In Eqs. (2) and (3), [F] is the number of subject category and publication year combinations in which the group (in case of Eq. (2)) and the world (in case of Eq. (3)) publish. The equalized group sample proportion has the following undesirable property: it treats g as if the average number of mentioned publications does not vary between the subject categories. The ratio of both equalized sample proportions (group and world) is the EMNPC:

$${\text{EMNPC}} = \hat{p}_{g} /\hat{p}_{w}$$

(4)

According to Bailey (1987) and Thelwall (2017a), CIs for the EMNPC can be calculated:

$${\text{EMNPC}}_{L} = \exp \left( {\ln \left( {\frac{{\hat{p}_{g} }}{{\hat{p}_{w} }}} \right) - 1.96\sqrt {\frac{{(n_{g} - \hat{p}_{g} n_{g} )/(\hat{p}_{g} n_{g} )}}{{n_{g} }} + \frac{{(n_{w} - \hat{p}_{w} n_{w} )/(\hat{p}_{w} n_{w} )}}{{n_{w} }}} } \right)$$

(5)

$${\text{EMNPC}}_{U} = \exp \left( {\ln \left( {\frac{{\hat{p}_{g} }}{{\hat{p}_{w} }}} \right) + 1.96\sqrt {\frac{{(n_{g} - \hat{p}_{g} n_{g} )/(\hat{p}_{g} n_{g} )}}{{n_{g} }} + \frac{{(n_{w} - \hat{p}_{w} n_{w} )/(\hat{p}_{w} n_{w} )}}{{n_{w} }}} } \right)$$

(6)

In Eqs. (5) and (6), n_w is the total sample size of the world, and n_g is the total sample size of group g. However, according to Thelwall (2017a), these “confidence intervals seem to be only approximations, however, as they can differ from bootstrapping estimates” (p. 133).

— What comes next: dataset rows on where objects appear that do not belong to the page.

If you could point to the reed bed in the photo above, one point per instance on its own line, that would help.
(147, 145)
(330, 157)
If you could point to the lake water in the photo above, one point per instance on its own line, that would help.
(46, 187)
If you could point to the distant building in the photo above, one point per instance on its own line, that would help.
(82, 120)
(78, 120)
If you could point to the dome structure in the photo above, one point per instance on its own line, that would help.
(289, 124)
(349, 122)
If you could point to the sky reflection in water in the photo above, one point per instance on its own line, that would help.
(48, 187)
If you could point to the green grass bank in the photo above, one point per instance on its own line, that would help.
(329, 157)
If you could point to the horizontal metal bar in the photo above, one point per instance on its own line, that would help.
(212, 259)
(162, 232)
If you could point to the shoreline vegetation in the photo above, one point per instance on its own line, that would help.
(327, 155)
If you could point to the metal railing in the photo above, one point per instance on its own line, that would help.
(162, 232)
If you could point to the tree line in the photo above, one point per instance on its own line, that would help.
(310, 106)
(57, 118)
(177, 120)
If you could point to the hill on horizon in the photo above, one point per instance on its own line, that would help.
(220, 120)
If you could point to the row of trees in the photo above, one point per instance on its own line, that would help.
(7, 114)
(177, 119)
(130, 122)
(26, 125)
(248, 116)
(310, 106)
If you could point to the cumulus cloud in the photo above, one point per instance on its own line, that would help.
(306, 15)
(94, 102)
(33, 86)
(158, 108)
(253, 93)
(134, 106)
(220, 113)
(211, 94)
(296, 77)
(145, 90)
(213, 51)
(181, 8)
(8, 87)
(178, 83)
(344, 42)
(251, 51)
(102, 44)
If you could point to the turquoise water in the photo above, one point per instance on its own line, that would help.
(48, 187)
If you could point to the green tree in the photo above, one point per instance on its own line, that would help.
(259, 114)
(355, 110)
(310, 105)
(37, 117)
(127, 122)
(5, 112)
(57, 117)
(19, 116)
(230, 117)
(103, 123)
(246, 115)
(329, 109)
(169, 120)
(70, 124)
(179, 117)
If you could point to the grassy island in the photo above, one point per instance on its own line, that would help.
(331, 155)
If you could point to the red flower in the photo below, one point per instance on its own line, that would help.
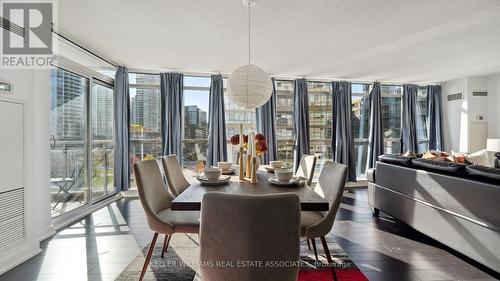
(235, 140)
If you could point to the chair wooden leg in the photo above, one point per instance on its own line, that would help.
(314, 248)
(148, 257)
(328, 257)
(166, 241)
(327, 251)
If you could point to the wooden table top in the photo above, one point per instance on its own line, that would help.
(190, 199)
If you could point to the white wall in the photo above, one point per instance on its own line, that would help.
(32, 87)
(459, 114)
(493, 82)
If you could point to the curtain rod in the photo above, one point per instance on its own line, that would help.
(277, 77)
(83, 48)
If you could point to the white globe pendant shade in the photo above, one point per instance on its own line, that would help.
(249, 86)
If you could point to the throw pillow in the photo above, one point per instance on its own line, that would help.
(410, 154)
(479, 158)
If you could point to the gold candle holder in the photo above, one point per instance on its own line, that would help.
(241, 173)
(249, 166)
(253, 177)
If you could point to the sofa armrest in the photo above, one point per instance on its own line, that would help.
(370, 175)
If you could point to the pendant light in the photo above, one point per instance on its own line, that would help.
(249, 86)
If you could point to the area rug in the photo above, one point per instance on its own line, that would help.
(180, 263)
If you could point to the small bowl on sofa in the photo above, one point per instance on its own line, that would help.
(212, 174)
(283, 175)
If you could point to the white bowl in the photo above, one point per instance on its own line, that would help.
(283, 174)
(225, 165)
(276, 164)
(212, 173)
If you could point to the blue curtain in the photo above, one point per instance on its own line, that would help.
(409, 119)
(301, 120)
(217, 146)
(171, 89)
(266, 124)
(342, 136)
(376, 136)
(121, 105)
(435, 118)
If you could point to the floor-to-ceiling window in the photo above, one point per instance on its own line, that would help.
(145, 118)
(284, 120)
(102, 140)
(422, 138)
(320, 122)
(236, 115)
(81, 140)
(360, 125)
(391, 117)
(196, 95)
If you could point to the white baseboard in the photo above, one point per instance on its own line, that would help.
(11, 258)
(131, 193)
(46, 233)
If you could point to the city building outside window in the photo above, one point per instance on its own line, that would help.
(320, 122)
(195, 139)
(284, 120)
(145, 118)
(360, 125)
(391, 117)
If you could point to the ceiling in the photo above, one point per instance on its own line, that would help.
(385, 40)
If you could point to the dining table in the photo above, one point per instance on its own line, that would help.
(190, 199)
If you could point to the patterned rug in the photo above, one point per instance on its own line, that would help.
(181, 259)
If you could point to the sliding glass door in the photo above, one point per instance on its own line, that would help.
(68, 103)
(81, 141)
(102, 141)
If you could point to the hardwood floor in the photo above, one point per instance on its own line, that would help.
(101, 245)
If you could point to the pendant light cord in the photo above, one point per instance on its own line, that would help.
(249, 27)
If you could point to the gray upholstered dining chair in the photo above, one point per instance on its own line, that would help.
(156, 201)
(176, 181)
(306, 168)
(241, 228)
(330, 185)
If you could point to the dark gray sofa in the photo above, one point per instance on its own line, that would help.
(459, 211)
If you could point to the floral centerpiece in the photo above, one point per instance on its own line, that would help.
(260, 143)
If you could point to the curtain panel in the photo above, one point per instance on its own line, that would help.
(409, 119)
(376, 135)
(121, 95)
(266, 124)
(217, 142)
(171, 90)
(301, 121)
(342, 136)
(435, 118)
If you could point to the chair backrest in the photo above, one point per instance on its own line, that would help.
(176, 181)
(152, 191)
(330, 185)
(240, 228)
(306, 168)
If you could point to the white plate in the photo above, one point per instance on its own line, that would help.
(229, 172)
(222, 180)
(291, 182)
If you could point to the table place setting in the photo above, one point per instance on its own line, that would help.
(213, 176)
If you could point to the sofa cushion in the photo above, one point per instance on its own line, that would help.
(439, 166)
(484, 172)
(395, 159)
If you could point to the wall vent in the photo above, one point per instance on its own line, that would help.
(479, 94)
(453, 97)
(12, 223)
(12, 27)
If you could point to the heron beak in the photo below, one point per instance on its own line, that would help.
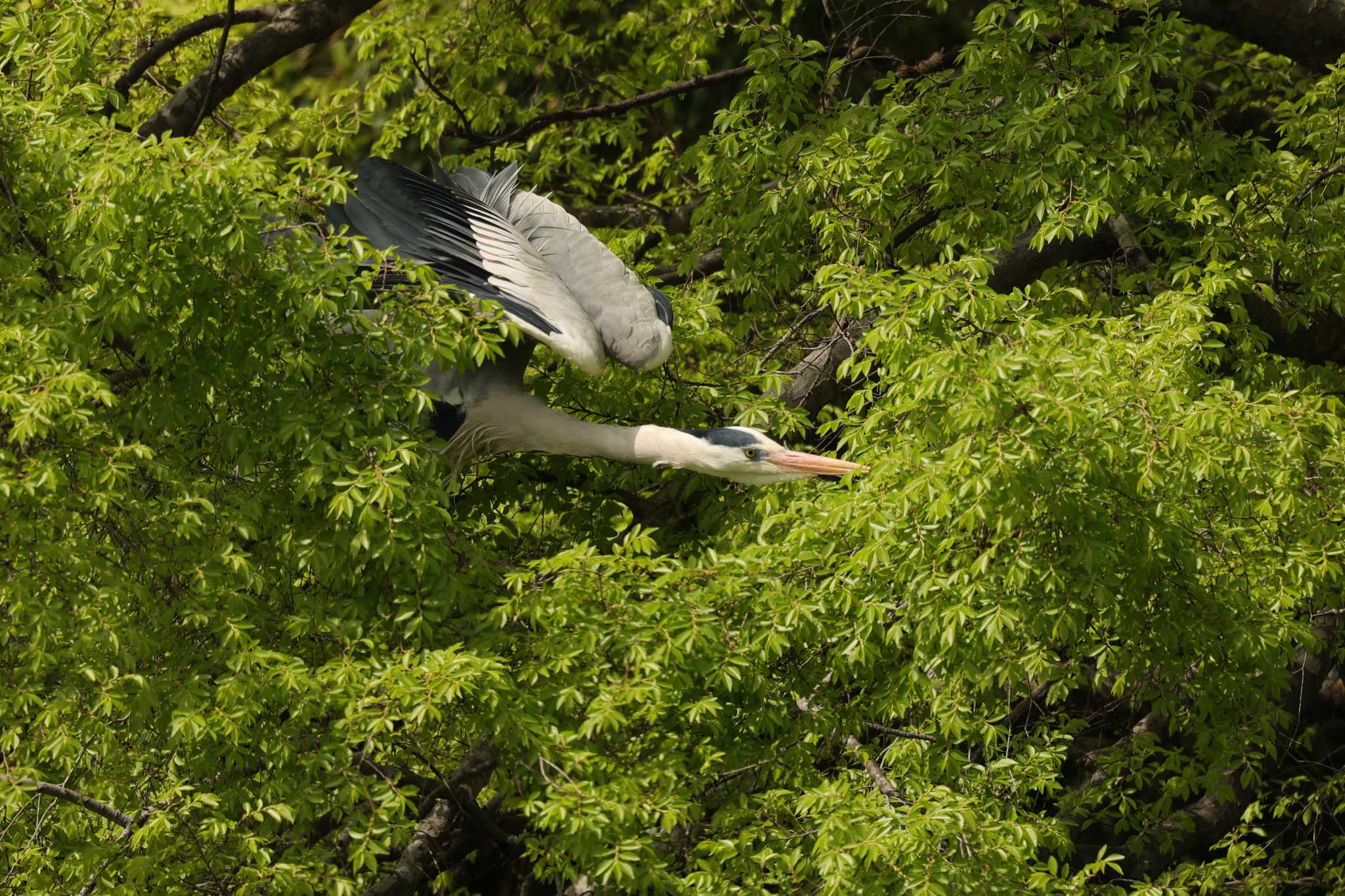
(813, 464)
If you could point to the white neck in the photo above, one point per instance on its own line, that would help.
(518, 422)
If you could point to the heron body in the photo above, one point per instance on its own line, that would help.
(564, 289)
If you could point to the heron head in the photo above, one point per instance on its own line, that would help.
(752, 457)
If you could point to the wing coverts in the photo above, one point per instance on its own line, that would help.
(554, 280)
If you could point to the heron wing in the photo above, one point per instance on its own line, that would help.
(635, 322)
(472, 246)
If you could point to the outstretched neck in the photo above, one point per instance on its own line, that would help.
(519, 422)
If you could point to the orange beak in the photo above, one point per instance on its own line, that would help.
(813, 464)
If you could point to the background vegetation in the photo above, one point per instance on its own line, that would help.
(1070, 276)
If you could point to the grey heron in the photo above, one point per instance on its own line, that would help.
(564, 289)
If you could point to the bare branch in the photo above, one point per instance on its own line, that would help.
(214, 69)
(880, 778)
(443, 837)
(96, 806)
(292, 28)
(604, 110)
(902, 733)
(162, 47)
(708, 264)
(1312, 33)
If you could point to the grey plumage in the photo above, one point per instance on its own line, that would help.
(564, 289)
(554, 280)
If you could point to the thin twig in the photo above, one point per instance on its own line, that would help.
(430, 82)
(96, 806)
(900, 733)
(214, 72)
(164, 46)
(542, 123)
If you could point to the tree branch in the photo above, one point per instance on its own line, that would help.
(603, 110)
(162, 47)
(96, 806)
(880, 778)
(443, 840)
(708, 264)
(214, 69)
(1312, 33)
(900, 733)
(292, 28)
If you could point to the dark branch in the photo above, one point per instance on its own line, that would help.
(430, 82)
(214, 69)
(1312, 33)
(902, 733)
(450, 832)
(604, 110)
(162, 47)
(880, 778)
(119, 819)
(292, 28)
(708, 264)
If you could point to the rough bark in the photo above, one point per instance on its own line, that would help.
(292, 28)
(452, 829)
(1312, 33)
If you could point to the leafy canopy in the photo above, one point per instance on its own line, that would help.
(246, 602)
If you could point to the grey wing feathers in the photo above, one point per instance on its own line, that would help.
(470, 245)
(634, 328)
(554, 278)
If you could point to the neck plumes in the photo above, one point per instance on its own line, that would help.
(518, 422)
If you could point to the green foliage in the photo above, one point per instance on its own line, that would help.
(237, 571)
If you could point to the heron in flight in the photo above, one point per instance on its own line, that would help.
(564, 289)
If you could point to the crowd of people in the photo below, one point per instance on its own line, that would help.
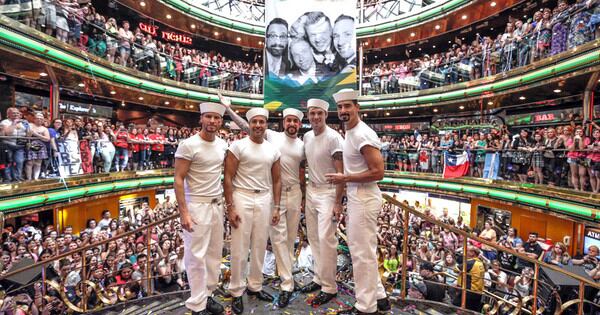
(435, 254)
(118, 41)
(120, 262)
(541, 156)
(550, 31)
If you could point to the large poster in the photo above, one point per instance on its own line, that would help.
(310, 51)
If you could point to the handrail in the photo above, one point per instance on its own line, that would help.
(91, 246)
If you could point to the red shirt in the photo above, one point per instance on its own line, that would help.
(121, 141)
(157, 147)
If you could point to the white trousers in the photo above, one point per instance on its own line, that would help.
(250, 238)
(364, 204)
(203, 249)
(283, 235)
(321, 229)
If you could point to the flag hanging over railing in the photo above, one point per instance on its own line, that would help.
(456, 165)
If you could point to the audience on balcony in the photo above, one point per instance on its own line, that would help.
(547, 33)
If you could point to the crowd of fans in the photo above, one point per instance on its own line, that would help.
(548, 32)
(435, 254)
(118, 41)
(120, 262)
(542, 156)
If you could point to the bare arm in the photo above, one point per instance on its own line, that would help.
(276, 175)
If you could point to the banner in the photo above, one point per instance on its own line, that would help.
(310, 51)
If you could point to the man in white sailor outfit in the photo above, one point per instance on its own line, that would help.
(283, 235)
(252, 187)
(323, 149)
(198, 169)
(363, 167)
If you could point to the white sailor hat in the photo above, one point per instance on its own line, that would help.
(315, 102)
(259, 111)
(345, 95)
(293, 112)
(212, 108)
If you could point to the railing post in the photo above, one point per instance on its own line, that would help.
(148, 258)
(536, 273)
(404, 252)
(463, 298)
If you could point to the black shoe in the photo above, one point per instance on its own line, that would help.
(284, 299)
(322, 298)
(312, 286)
(214, 307)
(237, 305)
(261, 295)
(383, 305)
(353, 311)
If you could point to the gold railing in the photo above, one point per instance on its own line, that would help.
(520, 304)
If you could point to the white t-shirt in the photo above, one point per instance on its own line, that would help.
(356, 138)
(204, 177)
(319, 151)
(292, 154)
(255, 162)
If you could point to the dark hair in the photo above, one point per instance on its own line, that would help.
(277, 21)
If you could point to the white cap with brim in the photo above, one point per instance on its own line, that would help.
(293, 112)
(345, 95)
(212, 108)
(315, 102)
(257, 112)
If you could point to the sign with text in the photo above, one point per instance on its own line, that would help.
(310, 51)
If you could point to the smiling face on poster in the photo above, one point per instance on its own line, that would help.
(310, 50)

Mean-based normalized proportion cited (MNPC)

The other indicator proposed by Thelwall (2017a) is the Mean-based Normalized Proportion Cited (MNPC) which is calculated as follows: For each publication which is mentioned at least once (e.g., mentioned on Twitter), the reciprocal of the world proportion mentioned for the corresponding subject category and publication year replaces the number of mentions. All unmentioned publications remain at zero. If p_gf = s_gf/n_gf is the proportion of mentioned publications in set g in the corresponding subject category and publication year combination f and p_wf = s_wf/n_wf the proportion of world’s mentioned publications in the same year and subject category combination f, then using the number of citations/mentions c_i:

$$r_{i} = \left\{ {\begin{array}{*{20}l} {0,} \hfill & {{\text{if}}\quad c_{i} = 0} \hfill \\ {1/p_{wf} ,} \hfill & { {\text{if}}\quad c_{i} > 0\quad {\text{where paper}}\;i\;{\text{is from year and subject category combination}}\;f} \hfill \\ \end{array} } \right.$$

(7)

The MNPC calculation follows the calculation of the MNCS (Waltman et al. 2011) and is defined as:

$${\text{MNPC}} = \frac{{\left( {r_{1} + r_{2} + \cdots + r_{{n_{g} }} } \right)}}{{n_{g} }}$$

(8)

Thelwall (2016, 2017a) proposes an approximate CI for the MNPC based on a standard formula from Bailey (1987). The lower limit L (MNPC_gfL) and upper limit U (MNPC_gfU) for group g in year and subject category combination f are calculated in the first step:

$${\text{MNPC}}_{gfL} = \exp \left( {\ln \left( {\frac{{\hat{p}_{gf} }}{{\hat{p}_{w} f}}} \right) - 1.96\sqrt {\frac{{(n_{gf} - \hat{p}_{gf} n_{gf} )/(\hat{p}_{gf} n_{gf} )}}{{n_{gf} }} + \frac{{(n_{wf} - \hat{p}_{wf} n_{wf} )/(\hat{p}_{wf} n_{wf} )}}{{n_{wf} }}} } \right)$$

(9)

$${\text{MNPC}}_{gfU} = \exp \left( {\ln \left( {\frac{{\hat{p}_{gf} }}{{\hat{p}_{w} f}}} \right) + 1.96\sqrt {\frac{{(n_{gf} - \hat{p}_{gf} n_{gf} )/(\hat{p}_{gf} n_{gf} )}}{{n_{gf} }} + \frac{{(n_{wf} - \hat{p}_{wf} n_{wf} )/(\hat{p}_{wf} n_{wf} )}}{{n_{wf} }}} } \right)$$

(10)

The group-specific lower and upper limits are used to calculate the MNPC CIs in a second step:

$${\text{MNPC}}_{L} = {\text{MNPC}} - \mathop \sum \limits_{f \in F} \frac{{n_{gf} }}{{n_{g} }}\left( {\frac{{p_{gf} }}{{p_{wf} }} - {\text{MNPC}}_{gfL} } \right)$$

(11)

$${\text{MNPC}}_{U} = {\text{MNPC}} + \mathop \sum \limits_{f \in F} \frac{{n_{gf} }}{{n_{g} }}\left( {{\text{MNPC}}_{gfU} - \frac{{p_{gf} }}{{p_{wf} }}} \right)$$

(12)

If any of the world proportions are equal to zero, the MNPC cannot be calculated. If any of the group proportions are equal to zero, CIs cannot be calculated. As solutions, either the corresponding subject category and publication year combinations can be removed from the data or a continuity correction of 0.5 can be added to the number of mentioned and not mentioned publications (Thelwall 2017a). We prefer to use the continuity correction. Plackett (1974) recommends this approach for the calculation of odds ratios. However, according to Thelwall (2017a), these “confidence intervals are only approximations, however, and can differ substantially from bootstrapping estimates” (p. 135).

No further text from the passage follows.